In THE 7-PERSON CHAIR PYRAMID HIGH WIRE ACT, a Smokey Robinson-loving yeti aims to win a dance contest, and a randomly chosen audience member delivers a love letter to the electromagnetic spectrum on behalf of a bat. There’s fact-checking on what should be considered a miracle or not, and if love actually exists. Characters take the forms of puppets, paper collages, humans, and lightbox drawings.

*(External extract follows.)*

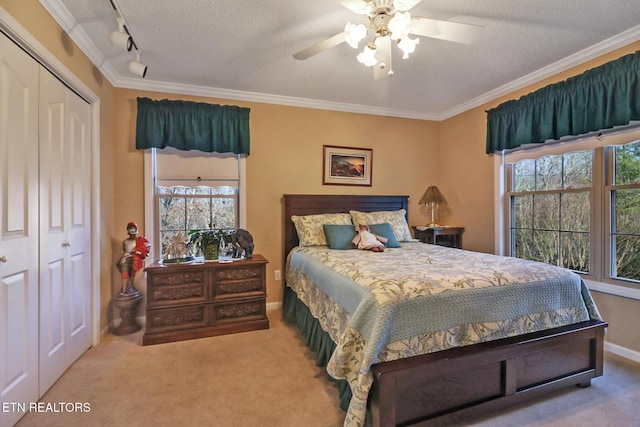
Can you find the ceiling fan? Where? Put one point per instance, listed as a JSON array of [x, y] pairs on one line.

So, here’s the thing. Donna Oblongata, who also wrote the show, and Patrick Costello are impressive puppeteers and can make a trapdoor-laden, MacGyver-esque set seem larger than its 6’-by-3’ with their multi-character antics. The show’s plot lines blend together, and a few themes — love, human connection, defiant identity — run throughout. But it’s hard to describe what THE 7-PERSON CHAIR PYRAMID HIGH WIRE ACT is actually about. Maybe it’s the philosophical rantings and a title that references a 20th-century circus act that ended in tragedy, but is only referenced briefly in the show itself. Maybe that doesn’t matter. At the play’s end, warm fuzzies abound when Batticus and the electromagnetic spectrum share a tender moment — and that’s something in which everyone, regardless of whether love actually exists, can find purpose.

[Panorama, 5213 Grays Avenue] September 9-17, 2016; fringearts.com/7-person-chair-pyramid-high-wire-act.